International guidelines define significant bronchodilator response as absolute and percentage change from baseline in forced expiratory volume (FEV1) in the first second and/or forced vital capacity (FVC) ≥12% and 200 mL. However, bronchodilator effects on other lung function parameters have also been correlated to some degree of reversible airflow limitation.

Objectives

To determine whether changes in other lung function parameters apart from FEV1 and FVC detect functional responses to bronchodilator in asthmatic patients.

Materials and methods

Spirometry and body plethysmography were performed at baseline conditions and after administration of 400 μg of salbutamol by metered-dose inhaler through a space chamber device in asthmatic patients. Paired t-tests were used to compare lung function parameters between those with and without criteria for reversibility of airway obstruction according to ATS/ERS criteria. Cut-off values were obtained from the corresponding ROC curves.

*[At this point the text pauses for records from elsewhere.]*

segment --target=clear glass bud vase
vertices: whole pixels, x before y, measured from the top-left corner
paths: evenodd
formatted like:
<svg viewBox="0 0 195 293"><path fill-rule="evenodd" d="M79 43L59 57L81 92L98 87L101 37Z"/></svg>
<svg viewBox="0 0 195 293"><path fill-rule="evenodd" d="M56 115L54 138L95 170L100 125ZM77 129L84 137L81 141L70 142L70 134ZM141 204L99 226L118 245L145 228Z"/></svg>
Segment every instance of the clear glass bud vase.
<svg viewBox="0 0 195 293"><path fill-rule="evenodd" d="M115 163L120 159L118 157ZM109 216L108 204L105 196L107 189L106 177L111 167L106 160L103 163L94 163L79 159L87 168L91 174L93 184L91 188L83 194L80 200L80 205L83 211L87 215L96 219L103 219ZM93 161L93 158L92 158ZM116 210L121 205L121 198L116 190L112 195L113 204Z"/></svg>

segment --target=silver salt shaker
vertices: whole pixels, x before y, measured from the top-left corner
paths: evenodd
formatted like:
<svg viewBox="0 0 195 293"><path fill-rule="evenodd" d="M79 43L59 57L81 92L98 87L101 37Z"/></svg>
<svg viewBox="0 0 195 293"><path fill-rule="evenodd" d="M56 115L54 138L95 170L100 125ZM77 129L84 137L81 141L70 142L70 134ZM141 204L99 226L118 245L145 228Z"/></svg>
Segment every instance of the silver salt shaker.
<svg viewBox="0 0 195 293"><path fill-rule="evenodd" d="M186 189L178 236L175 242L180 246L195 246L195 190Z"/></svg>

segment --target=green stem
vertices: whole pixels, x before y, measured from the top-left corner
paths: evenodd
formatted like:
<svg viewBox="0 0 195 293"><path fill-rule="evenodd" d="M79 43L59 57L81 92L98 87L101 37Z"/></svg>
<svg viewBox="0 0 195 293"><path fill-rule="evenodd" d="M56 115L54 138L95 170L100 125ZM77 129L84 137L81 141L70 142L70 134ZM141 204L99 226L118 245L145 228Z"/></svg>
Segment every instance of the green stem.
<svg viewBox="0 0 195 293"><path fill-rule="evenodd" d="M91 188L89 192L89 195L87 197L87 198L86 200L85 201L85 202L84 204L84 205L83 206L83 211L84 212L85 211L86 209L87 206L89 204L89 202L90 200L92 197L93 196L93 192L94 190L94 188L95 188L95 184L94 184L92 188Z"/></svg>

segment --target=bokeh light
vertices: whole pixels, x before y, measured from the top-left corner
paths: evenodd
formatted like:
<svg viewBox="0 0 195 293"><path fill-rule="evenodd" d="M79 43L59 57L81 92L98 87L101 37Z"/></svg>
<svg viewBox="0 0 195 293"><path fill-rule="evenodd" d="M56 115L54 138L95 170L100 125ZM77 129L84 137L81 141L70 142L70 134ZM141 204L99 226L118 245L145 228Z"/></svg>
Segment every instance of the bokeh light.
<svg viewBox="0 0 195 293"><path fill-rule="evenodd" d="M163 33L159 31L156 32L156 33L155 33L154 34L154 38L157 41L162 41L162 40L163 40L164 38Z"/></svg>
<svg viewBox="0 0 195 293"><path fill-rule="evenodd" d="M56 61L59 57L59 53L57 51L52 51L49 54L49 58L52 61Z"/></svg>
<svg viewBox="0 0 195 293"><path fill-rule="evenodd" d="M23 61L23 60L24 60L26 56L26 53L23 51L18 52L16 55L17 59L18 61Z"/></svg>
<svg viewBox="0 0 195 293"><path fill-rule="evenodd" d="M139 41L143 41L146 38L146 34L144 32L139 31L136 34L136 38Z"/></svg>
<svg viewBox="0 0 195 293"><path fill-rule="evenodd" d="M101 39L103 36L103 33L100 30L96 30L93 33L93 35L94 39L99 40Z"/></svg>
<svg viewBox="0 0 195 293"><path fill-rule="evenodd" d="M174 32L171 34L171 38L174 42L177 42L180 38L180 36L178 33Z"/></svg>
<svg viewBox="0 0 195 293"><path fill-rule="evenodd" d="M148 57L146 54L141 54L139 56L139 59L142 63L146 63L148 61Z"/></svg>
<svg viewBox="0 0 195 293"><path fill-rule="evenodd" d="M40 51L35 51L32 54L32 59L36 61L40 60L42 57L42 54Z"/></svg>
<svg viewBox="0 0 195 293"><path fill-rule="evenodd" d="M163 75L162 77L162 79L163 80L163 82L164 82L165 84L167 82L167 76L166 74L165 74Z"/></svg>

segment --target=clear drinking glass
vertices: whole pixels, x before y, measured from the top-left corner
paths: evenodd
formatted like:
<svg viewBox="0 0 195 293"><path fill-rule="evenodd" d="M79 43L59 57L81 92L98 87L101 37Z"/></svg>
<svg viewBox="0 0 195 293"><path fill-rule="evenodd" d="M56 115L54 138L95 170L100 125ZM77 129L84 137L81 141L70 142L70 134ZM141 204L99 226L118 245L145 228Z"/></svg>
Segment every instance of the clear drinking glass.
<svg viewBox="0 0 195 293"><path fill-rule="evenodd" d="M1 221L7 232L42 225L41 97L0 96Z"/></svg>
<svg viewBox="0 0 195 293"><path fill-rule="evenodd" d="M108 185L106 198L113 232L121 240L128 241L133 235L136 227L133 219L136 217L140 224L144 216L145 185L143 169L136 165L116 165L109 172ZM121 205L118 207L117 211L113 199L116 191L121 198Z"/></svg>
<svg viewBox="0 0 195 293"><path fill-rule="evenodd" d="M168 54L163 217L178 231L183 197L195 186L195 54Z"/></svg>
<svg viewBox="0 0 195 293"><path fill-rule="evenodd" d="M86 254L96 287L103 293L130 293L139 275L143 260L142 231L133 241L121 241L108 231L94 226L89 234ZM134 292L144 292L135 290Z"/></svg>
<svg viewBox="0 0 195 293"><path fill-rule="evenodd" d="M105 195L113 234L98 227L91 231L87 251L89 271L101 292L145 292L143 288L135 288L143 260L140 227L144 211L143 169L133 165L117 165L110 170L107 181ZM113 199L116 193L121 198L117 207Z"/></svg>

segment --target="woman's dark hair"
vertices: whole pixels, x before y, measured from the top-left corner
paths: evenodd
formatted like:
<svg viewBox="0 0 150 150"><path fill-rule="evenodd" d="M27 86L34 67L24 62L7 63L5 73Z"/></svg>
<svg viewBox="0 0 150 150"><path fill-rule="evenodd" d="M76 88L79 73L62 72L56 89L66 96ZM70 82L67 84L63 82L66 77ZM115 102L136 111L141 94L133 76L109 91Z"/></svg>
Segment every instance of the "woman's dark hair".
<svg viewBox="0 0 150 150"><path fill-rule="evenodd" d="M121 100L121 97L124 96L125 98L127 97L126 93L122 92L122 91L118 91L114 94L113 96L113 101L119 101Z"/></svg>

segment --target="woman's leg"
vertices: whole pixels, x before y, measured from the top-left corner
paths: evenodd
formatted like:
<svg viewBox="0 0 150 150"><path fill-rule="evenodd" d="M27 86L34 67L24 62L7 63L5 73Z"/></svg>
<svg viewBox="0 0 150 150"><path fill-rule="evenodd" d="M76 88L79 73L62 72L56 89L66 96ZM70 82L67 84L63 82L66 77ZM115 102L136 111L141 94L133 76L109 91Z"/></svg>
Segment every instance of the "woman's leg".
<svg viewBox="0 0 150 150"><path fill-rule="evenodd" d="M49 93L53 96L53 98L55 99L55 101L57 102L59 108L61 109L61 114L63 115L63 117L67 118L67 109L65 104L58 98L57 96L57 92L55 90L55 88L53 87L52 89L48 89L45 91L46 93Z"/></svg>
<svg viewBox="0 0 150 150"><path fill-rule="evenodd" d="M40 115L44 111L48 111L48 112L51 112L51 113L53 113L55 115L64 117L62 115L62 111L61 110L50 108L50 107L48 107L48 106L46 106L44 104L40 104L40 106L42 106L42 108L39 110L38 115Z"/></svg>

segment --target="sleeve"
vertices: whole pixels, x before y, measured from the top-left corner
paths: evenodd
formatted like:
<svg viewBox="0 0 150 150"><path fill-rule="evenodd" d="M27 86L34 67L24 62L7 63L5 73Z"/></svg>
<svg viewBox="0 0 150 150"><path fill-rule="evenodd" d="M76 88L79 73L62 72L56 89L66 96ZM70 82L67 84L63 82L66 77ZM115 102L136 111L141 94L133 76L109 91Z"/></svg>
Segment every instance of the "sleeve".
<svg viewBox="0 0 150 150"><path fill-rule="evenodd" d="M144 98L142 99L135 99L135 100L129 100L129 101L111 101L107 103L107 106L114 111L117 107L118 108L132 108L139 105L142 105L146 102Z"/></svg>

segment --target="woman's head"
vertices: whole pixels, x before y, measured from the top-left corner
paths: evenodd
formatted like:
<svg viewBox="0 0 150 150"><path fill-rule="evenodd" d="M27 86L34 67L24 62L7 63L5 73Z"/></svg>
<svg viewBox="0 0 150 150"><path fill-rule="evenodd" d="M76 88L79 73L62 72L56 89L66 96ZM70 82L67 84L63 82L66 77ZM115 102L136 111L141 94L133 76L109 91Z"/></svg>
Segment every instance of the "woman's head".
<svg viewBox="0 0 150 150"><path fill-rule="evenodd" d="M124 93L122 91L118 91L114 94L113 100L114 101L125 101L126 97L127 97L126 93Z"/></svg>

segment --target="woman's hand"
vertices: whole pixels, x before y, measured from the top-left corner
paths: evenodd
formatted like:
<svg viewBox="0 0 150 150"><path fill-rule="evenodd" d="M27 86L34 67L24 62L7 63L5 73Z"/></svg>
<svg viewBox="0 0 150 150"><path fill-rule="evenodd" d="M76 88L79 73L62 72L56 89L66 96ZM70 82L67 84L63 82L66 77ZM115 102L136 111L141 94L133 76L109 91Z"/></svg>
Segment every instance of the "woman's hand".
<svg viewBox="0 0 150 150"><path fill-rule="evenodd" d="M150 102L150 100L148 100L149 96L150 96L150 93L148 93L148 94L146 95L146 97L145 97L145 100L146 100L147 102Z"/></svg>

Measurements evaluated were FEV1, FVC, maximum mid-forced expiratory flow (FEF25–75%), residual volume (RV), inspiratory capacity (IC), airway resistance (Raw) and specific airway conductance (sGaw).

Results

From a total of 100 consecutive asthmatics patients (46% of them men; average age 58.7 ± 14.1 years; 76% with mild to moderate obstruction), 50 patients had a significant bronchodilator response. All of these had noteworthy variations (p < 0.004) in PEF, FEF25–75%, RV, Raw and sGaw. The most accurate in predicting a significant bronchodilator response were the absolute and percentage improvements in PEF (≥0.4 L/s and 8%), FEF25–75% (≥0.087 L/s and 27%) and the percentage of sGaw compared with that at baseline (≥25%). Based on these cut-off values, a sizeable number of the patients defined as non-responders had important changes in airway caliber. 17 patients had significant increments in the percentage of PEF and 10 had changes in absolute volume; 6 patients had increments in percentage and 16 in absolute change of FEF25–75%; 22 patients had increments in the percentage change of sGaw.

Conclusions

Changes of FEV1 and/or FVC may underestimate significant functional response to bronchodilators in asthmatic patients with airway obstruction when considering the change in other lung function parameters.

Keywords
Asthma, Pulmonary function tests, Reversibility, Obstruction
Introduction

Airway obstruction reversibility, evaluated by the bronchodilator response, is routinely assessed to assist and support the diagnosis of asthma.1, 2 The most recent guidelines published by the American Thoracic Society and the European Respiratory Society (ATS/ERS) in 2005 on reversibility testing define significant bronchodilator response as a 12% per cent increase from baseline and a 200 mL absolute increase in forced expiratory volume in 1 s (FEV1) and/or forced vital capacity (FVC).3

However, there is considerable variation within the guidelines as to the degree of reversibility considered significant. The British Thoracic Society,4 for example, recommends at least 15% increase of baseline FEV1 while the Global Initiative for Asthma (GINA)2 recommends at least 12% of baseline FEV1 for the bronchodilator response to be considered positive.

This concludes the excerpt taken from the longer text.